A common integration problem underlies many event-driven architectures: a service updates its database and publishes an event to a message broker (such as Apache Kafka or RabbitMQ) as two separate operations. If the service crashes between the database write and the event publish, the event is lost. Downstream services are never notified. The database reflects a state that downstream services cannot see.

The transactional outbox pattern solves this by writing the event to an outbox table in the same database transaction as the business data write. The two writes are atomic: either both happen or neither does. A separate relay process (sometimes called a message relay or CDC, Change Data Capture, connector) reads the outbox table and publishes events to the broker. The relay retries failed publishes. The outbox entry is marked as published only after the broker confirms receipt.

The relay process introduces at-least-once delivery: if the relay crashes after publishing but before marking the outbox entry as published, it will publish the event again on restart.
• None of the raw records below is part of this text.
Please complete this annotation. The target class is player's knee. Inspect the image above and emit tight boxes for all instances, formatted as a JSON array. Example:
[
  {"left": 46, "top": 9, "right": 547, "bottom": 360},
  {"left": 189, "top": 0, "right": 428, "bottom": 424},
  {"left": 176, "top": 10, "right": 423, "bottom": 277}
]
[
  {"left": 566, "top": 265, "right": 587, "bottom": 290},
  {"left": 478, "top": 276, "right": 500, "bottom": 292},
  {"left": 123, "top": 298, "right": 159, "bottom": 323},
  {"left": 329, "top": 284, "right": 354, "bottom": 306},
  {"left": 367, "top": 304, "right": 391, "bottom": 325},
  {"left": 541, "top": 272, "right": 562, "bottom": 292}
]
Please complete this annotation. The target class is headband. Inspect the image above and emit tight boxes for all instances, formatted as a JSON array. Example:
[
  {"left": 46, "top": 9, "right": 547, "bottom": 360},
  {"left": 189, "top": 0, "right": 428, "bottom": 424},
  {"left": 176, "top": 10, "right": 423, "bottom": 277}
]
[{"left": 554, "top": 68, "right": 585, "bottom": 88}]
Consumers must therefore be idempotent: designed to handle receiving the same event more than once without double-processing.

An operation is idempotent if applying it multiple times produces the same result as applying it once. In distributed systems where retries are unavoidable (due to network timeouts, service restarts, and at-least-once message delivery), idempotency is a correctness requirement, not an optimisation.

The standard implementation uses caller-provided idempotency keys: a UUID generated by the caller for each distinct operation. The server stores the result of the first call indexed by that key. On a retry with the same key, the server returns the stored result rather than processing the operation again. Stripe, Adyen, PayPal, and all major payment providers implement this pattern. The key is typically valid for 24 hours.

API versioning addresses how service contracts evolve over time without breaking existing consumers. URL versioning (/api/v2/orders) is the most widely adopted approach in production APIs: GitHub, Stripe, and Twilio all use it. The evolution rules are: new optional fields can be added without a version bump (consumers following the Tolerant Reader pattern ignore unknown fields); removing fields, renaming fields, or changing types requires a new version; maintain at least two versions simultaneously and give consumers a minimum six-month migration window before deprecating the old version.